Sengaja Hani berdiri berlama-lama. Ia tak langsung menaiki motor Haris. Ia ingin tahu reaksi pemuda itu jika menunggunya berlama-lama. Namun, Haris masih bergeming. Ia seolah-olah tak memedulikan Hani lagi.
"Seperti itukah dia saat marah? Atau seperti apa sebenarnya yang dirasakannya? Benarkah marah?" batin Hani sembari menatap kepala Haris yang sudah ditutup helm dari belakang.
Akhirnya, Hani mengalah dan membonceng Haris. Sepanjang perjalanan ke rumah, mereka sama-sama terdiam. Membuat Hani bingung harus bersikap seperti apa.

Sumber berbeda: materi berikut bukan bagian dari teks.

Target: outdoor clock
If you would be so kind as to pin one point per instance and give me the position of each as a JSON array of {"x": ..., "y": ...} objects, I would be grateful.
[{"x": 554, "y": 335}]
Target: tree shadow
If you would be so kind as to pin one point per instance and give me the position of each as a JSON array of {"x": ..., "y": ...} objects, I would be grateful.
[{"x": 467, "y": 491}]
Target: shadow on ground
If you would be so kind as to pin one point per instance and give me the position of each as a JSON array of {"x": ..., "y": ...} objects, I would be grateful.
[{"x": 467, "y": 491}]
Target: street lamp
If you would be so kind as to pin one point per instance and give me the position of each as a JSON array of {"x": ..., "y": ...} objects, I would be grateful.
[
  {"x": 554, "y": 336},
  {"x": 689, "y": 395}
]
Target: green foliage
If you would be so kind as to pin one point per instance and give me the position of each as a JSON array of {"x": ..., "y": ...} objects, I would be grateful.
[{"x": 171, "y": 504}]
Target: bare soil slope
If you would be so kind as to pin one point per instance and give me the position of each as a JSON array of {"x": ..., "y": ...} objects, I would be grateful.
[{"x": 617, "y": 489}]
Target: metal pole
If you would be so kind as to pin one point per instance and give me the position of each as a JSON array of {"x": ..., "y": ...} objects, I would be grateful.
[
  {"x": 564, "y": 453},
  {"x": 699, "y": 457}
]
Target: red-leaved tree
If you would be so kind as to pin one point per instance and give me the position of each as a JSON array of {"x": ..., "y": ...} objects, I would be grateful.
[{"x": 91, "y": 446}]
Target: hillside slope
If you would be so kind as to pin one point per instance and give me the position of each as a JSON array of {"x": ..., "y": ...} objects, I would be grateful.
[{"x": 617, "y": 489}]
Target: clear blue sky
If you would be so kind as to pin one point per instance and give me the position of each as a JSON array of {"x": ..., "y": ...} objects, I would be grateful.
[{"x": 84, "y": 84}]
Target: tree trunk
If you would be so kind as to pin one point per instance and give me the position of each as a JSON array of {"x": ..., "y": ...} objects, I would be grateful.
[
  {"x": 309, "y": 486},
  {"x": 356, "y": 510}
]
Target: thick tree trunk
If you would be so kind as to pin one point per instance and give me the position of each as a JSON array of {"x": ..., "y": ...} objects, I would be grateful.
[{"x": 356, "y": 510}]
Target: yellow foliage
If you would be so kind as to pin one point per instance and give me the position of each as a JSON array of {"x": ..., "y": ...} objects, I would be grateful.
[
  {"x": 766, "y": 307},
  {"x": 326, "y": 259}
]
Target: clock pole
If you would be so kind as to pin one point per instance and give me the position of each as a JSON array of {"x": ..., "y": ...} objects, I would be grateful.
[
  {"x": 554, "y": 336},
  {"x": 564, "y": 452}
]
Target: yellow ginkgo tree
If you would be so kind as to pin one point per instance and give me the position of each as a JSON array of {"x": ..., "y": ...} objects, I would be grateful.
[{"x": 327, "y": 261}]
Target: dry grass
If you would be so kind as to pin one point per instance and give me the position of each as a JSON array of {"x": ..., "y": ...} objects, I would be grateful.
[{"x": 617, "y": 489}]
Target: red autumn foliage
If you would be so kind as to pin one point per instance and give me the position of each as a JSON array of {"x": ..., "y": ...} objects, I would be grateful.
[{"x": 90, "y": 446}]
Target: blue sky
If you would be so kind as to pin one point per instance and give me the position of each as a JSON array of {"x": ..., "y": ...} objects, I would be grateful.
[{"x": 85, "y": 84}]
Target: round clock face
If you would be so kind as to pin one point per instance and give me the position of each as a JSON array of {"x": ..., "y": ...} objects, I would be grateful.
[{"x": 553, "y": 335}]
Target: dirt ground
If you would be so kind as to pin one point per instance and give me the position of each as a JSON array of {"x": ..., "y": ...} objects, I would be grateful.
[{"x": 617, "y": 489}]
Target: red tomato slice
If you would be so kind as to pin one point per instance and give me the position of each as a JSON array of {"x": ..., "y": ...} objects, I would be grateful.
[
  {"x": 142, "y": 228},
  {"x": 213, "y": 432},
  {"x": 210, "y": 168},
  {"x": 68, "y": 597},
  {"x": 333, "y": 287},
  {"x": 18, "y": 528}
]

Didiamkan Haris seperti ini bukan hal biasa untuk Hani. Mengingat selama ini pemuda itu selalu banyak bicara. Hal itu membuat Hani merasa aneh karena ada hal yang berbeda.
Saat di apotek pun, Haris tak mengatakan apa-apa pada Hani. Lelaki itu hanya menyampaikan keluhan Hani pada apoteker, setelah membayar obatnya langsung kembali ke motor dan melaju ke jalanan.
Hani pun membiarkan Haris bersikap semaunya. Ia tak mau menambah masalah dengan berkata yang tidak-tidak pada Haris. Toh, hubungan mereka hanya sebatas ipar. Jadi, rasanya tidak etis jika Hani menanggapi diamnya Haris terlalu berlebihan.
"Terima kasih, Ris," ucap Hani saat mereka sampai di rumah.
"Hm." Pemuda itu segera membuka kunci pintu dan melesat ke dalam. Ia tak peduli Hani masih berdiri di belakang. Haris merasa kecewa dengan dirinya sendiri yang tidak bisa memperjuangkan Hani.
Setelah Haris tak kelihatan lagi, Hani menyusul memasuki rumah, lalu segera beristirahat di kamar. Saat Hani sudah merebahkan badan, ia mendengar suara pintu dibuka dan ditutup kembali. Diikuti suara sepeda motor Haris.
Dada Hani terasa hampa mendengar suara sepeda motor Haris meninggalkan pekarangan rumahnya. Bahkan Haris tidak mau berpamitan padanya seperti biasanya.
Rasanya di dalam rongga dada Hani seperti ada yang hilang. Namun, Hani sendiri tidak tahu itu apa.
Mungkinkah dia sebenarnya juga ... jatuh cinta pada Haris?